Q 10. Describe the journey through the land of Thirst and Death.
Christopher and his companions passed the Land of Thirst and Death on their way to Kidal. It was notorious for severe sandstorms and dried-up water holes. Shortly after afternoon, the camels suddenly turned towards the right and Christopher experienced one of its sandstorms. The sand dunes seemed to be on fire and the peaks melted away. Then, it grew dark and Christopher was advised to hide behind his camel and cover his head. He felt the burning sand pierce through his clothes like needles. He was afraid of being buried alive in the sand. Fortunately, after half an hour, the storm ended but they found themselves covered by seventy-five millimetres of sand, which made them feel suffocated. Therefore, crossing the Land of Thirst and Death proved to be the most miserable part of his journey through the desert.
Q 11. Describe the stay at In Abbangarit. How did Christopher manage to get water there?

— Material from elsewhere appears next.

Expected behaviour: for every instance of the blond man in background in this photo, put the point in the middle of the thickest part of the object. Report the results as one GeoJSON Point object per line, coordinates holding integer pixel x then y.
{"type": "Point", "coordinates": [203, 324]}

Christopher was left alone to stay at In Abbangarit by the boy who led him to the well. It was an uninhabited place where the only building was a bordj. It was a simple mud structure with a roof and four walls. There was one hole as a window and another as a door. Water was found there but it was around forty-six meters deep, so Christopher needed to arrange for a rope and a bucket. He used a teapot as a bucket and in order to make a rope, he tied up all the available bits of cord, articles of clothing, pieces of and the wire of his recording machine together but all in vain. Finally, he managed to get water thereby twisting the strands of wire of his recording machine to the teapot.